Learning to Fly in Seconds

Trained for 18s on a 2020 MacBook Pro (M1) using RLtools.

Trajectory tracking using a trained policy on a real Crazyflie (nano quadrotor).

Introduction

This repository contains the code for the paper Learning to Fly in Seconds. It allows to train end-to-end control policies using deep reinforcement learning. The training is done in simulation and is finished within seconds on a consumer-grade laptop. The trained policies generalize and can be deployed on real quadrotors:

The main dependency is the RLtools deep reinforcement learning library.

Instructions to run the code

Docker (isolated)

We provide a pre-built Docker image with a simple web interface that can be executed using a single command (given that Docker is already installed on your machine):

docker run -it --rm -p 8000:8000 arpllab/learning_to_fly

After the container is running, navigate to https://0.0.0.0:8000 and you should see something like (after starting the training):

Note that to make this Docker image compatible with a broad range of CPUs, some optimizations have been turned off. For full speed we recommend a Native installation.

Docker installation (isolated)

With the following instructions you can also easily build the Docker image yourself. If you want to run the code on bare metal jump Native installation.

First, install Docker on your machine. Then move to the original directory learning_to_fly and build the Docker image:

docker build -t arpllab/learning_to_fly .

If desired you can also build the container for building the firmware:

docker build -t arpllab/learning_to_fly_build_firmware -f Dockerfile_build_firmware .

After that you can run it using e.g.:

docker run -it --rm -p 8000:8000 arpllab/learning_to_fly

This will open the port 8000 for the UI of the training program and run it inside the container.

Navigate to https://0.0.0.0:8000 with your browser, and you should see something like in the screenshot above (after starting the training).

The training UI configuration does not log data by default.

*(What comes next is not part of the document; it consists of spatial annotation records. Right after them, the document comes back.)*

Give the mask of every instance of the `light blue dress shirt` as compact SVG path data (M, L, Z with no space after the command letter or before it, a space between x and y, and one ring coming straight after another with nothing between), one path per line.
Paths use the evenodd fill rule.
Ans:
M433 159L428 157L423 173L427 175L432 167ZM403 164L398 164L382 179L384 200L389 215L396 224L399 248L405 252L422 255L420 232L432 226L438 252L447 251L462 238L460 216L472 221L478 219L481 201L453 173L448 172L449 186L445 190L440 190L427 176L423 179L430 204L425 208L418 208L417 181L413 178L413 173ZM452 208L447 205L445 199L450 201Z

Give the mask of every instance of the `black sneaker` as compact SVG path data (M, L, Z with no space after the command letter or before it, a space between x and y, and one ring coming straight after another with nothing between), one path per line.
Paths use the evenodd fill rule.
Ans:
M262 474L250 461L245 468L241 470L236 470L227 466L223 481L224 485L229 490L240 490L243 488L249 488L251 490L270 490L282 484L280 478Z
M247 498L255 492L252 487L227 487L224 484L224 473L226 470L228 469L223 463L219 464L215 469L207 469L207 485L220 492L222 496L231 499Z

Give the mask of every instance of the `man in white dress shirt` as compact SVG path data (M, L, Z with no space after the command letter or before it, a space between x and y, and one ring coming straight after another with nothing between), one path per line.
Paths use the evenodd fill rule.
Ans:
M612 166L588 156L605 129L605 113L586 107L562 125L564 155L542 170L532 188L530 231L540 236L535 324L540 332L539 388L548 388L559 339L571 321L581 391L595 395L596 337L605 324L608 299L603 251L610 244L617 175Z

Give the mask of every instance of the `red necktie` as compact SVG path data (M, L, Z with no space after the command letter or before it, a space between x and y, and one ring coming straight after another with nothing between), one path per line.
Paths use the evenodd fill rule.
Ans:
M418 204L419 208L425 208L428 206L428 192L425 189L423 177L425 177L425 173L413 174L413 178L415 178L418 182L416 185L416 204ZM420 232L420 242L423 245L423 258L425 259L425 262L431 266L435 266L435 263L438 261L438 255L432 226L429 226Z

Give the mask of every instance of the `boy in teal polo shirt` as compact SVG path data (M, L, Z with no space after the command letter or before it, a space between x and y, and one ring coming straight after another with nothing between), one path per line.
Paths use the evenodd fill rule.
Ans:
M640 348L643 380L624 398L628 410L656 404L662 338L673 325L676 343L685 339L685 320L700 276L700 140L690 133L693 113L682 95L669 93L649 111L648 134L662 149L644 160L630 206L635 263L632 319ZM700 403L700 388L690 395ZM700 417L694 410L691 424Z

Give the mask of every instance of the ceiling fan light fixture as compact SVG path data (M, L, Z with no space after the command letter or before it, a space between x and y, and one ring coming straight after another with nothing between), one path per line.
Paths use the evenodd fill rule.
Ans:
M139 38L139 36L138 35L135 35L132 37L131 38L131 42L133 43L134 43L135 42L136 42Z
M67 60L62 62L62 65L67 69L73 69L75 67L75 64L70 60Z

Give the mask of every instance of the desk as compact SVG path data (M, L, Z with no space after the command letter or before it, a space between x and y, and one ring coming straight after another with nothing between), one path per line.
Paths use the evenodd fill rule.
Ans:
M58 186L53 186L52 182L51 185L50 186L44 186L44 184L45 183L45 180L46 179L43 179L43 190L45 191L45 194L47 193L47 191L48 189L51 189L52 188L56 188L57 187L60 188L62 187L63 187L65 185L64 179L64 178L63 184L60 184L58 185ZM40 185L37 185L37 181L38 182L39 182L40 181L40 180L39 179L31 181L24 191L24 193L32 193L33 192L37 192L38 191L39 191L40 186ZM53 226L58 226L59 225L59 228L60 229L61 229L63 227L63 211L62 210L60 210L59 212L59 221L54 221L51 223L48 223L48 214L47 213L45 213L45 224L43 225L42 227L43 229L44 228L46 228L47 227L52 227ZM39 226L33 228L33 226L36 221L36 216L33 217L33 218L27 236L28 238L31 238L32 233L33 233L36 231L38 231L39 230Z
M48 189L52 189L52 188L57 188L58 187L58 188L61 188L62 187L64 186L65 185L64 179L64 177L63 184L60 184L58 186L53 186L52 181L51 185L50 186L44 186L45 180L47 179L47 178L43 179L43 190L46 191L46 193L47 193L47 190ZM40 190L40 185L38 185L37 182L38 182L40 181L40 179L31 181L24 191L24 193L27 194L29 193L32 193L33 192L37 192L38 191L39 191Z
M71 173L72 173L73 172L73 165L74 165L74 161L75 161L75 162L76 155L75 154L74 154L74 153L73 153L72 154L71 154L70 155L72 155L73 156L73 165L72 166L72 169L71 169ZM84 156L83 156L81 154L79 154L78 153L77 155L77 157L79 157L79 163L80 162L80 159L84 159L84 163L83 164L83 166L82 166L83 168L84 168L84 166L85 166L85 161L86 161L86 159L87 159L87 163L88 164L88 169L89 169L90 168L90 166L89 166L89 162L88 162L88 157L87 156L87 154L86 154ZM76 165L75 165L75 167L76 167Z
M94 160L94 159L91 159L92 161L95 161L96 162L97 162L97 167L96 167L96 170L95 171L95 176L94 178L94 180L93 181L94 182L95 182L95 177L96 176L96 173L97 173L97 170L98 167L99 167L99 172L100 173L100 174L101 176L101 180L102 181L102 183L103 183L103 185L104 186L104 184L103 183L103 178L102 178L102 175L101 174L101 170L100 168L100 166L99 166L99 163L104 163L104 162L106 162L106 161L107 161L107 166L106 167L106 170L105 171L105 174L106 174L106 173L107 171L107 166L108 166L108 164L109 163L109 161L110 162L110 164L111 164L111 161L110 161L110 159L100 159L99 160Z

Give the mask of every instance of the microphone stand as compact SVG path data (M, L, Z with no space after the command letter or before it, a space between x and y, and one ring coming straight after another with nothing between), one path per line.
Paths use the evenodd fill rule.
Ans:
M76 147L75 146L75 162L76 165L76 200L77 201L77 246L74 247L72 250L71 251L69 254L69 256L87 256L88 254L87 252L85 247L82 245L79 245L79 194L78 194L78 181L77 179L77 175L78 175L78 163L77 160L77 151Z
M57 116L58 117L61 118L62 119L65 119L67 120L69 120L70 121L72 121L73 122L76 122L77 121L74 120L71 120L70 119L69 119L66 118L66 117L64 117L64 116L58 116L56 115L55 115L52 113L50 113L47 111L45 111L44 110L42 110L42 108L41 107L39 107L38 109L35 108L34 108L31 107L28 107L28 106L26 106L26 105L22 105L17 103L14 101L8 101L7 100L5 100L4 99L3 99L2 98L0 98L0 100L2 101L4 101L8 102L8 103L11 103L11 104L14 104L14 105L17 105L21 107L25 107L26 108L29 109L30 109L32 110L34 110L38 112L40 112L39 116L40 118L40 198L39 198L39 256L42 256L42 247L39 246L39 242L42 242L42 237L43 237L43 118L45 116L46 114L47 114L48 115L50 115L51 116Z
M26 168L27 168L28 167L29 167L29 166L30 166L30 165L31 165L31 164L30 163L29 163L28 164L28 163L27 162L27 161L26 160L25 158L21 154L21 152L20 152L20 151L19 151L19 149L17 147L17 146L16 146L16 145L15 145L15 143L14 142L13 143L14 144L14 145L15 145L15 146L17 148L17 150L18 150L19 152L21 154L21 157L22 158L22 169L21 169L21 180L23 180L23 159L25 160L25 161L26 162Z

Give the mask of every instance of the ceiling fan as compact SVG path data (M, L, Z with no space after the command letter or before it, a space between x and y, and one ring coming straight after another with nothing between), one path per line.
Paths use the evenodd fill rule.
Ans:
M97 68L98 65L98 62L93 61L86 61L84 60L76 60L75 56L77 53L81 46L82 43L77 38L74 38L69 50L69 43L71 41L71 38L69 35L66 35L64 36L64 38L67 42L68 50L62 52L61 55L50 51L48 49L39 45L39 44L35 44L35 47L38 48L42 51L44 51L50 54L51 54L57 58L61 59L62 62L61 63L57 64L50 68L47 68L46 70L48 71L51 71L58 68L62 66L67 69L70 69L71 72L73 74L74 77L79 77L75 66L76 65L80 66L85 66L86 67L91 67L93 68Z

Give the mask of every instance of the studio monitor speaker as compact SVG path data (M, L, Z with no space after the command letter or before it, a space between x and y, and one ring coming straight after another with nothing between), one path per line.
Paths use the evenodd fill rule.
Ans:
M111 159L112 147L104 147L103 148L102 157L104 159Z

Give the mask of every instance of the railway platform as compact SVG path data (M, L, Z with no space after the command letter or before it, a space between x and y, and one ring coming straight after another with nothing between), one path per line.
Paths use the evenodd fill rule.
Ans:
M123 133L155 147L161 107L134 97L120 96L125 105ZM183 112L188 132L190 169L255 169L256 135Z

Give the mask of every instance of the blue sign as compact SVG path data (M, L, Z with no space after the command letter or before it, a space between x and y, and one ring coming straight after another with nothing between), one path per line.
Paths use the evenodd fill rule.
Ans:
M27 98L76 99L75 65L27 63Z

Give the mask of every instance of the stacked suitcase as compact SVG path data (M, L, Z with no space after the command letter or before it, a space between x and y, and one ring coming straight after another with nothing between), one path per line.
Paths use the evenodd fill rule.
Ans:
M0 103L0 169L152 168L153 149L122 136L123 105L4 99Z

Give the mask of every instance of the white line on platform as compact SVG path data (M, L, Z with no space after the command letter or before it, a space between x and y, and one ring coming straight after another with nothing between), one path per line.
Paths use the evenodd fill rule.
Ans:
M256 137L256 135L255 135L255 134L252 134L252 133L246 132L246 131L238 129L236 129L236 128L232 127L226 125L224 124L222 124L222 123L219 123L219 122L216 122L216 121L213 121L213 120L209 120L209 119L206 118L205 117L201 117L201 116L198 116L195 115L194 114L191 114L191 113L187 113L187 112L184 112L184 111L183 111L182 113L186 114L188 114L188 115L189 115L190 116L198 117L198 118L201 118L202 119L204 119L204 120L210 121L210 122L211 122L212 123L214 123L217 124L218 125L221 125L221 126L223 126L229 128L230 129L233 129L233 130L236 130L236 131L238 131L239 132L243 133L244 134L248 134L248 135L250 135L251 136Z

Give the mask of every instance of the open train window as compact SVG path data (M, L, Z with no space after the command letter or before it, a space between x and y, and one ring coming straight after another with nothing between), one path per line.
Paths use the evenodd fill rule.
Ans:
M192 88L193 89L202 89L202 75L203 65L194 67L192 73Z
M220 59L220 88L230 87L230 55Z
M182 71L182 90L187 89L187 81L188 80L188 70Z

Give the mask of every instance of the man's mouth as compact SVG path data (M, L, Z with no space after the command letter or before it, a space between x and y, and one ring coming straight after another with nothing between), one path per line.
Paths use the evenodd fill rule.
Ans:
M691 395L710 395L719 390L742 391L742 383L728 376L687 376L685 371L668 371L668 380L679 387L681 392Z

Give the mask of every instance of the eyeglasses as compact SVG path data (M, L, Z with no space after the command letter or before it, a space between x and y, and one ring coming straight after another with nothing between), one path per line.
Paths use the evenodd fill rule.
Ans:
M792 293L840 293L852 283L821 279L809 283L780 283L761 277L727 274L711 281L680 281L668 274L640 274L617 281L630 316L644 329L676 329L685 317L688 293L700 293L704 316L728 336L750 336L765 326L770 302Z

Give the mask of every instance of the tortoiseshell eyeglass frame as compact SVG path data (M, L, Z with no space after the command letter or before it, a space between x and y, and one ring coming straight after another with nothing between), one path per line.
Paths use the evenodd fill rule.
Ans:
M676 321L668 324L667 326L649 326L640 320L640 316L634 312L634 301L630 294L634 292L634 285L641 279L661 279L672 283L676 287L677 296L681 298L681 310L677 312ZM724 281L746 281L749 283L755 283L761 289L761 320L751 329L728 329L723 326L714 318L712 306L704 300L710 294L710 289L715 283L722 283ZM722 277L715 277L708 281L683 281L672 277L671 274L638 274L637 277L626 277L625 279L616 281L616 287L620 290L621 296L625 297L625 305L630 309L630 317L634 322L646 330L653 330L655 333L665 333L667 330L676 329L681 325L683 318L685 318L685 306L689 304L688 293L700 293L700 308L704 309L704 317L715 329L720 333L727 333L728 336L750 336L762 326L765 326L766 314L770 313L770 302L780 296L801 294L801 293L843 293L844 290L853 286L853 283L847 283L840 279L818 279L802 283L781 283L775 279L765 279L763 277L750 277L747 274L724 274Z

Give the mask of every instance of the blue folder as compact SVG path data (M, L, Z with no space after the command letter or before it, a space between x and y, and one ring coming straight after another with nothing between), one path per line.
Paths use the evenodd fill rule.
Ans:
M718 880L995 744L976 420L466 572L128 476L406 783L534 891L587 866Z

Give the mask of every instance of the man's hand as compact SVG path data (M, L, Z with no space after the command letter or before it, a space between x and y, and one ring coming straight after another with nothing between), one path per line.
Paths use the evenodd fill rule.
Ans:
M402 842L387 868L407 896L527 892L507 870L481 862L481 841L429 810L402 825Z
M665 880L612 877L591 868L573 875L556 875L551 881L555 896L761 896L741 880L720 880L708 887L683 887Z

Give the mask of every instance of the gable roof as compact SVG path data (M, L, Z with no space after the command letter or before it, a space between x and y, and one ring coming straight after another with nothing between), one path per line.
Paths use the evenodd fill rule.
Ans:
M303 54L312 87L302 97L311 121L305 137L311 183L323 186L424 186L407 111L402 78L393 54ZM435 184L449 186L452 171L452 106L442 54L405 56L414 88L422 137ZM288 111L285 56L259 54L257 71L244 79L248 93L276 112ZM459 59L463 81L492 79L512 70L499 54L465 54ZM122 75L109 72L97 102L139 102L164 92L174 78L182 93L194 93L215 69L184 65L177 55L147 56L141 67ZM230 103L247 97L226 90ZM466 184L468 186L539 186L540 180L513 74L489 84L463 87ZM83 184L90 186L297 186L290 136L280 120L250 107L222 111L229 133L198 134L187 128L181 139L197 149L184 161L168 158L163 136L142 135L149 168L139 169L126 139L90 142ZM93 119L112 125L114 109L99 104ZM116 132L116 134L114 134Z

If you want to inspect the training data run:

docker run -it --rm -p 6006:6006 arpllab/learning_to_fly training_headless

Navigate to https://0.0.0.0:6006 with your browser to investigate the Tensorboard logs.

If you would like to benchmark the training speed you can use:

docker run -it --rm arpllab/learning_to_fly training_benchmark

This is the fastest configuration, without logging, UI, checkpointing etc.

Native installation

Clone this repository:

git clone https://github.com/arplaboratory/learning-to-fly learning_to_fly
cd learning_to_fly

Then instantiate the RLtools submodule:

git submodule update --init -- external/rl_tools
cd external/rl_tools

Then instantiate some dependencies of RLtools (for conveniences like checkpointing, Tensorboard logging, testing, etc.):

git submodule update --init -- external/cli11 external/highfive external/json/ external/tensorboard tests/lib/googletest/

Install dependencies on Ubuntu

sudo apt update && sudo apt install libhdf5-dev libopenblas-dev protobuf-compiler libprotobuf-dev libboost-all-dev

As an alternative to openblas you can also install Intel MKL which in our experience is significantly faster than OpenBLAS.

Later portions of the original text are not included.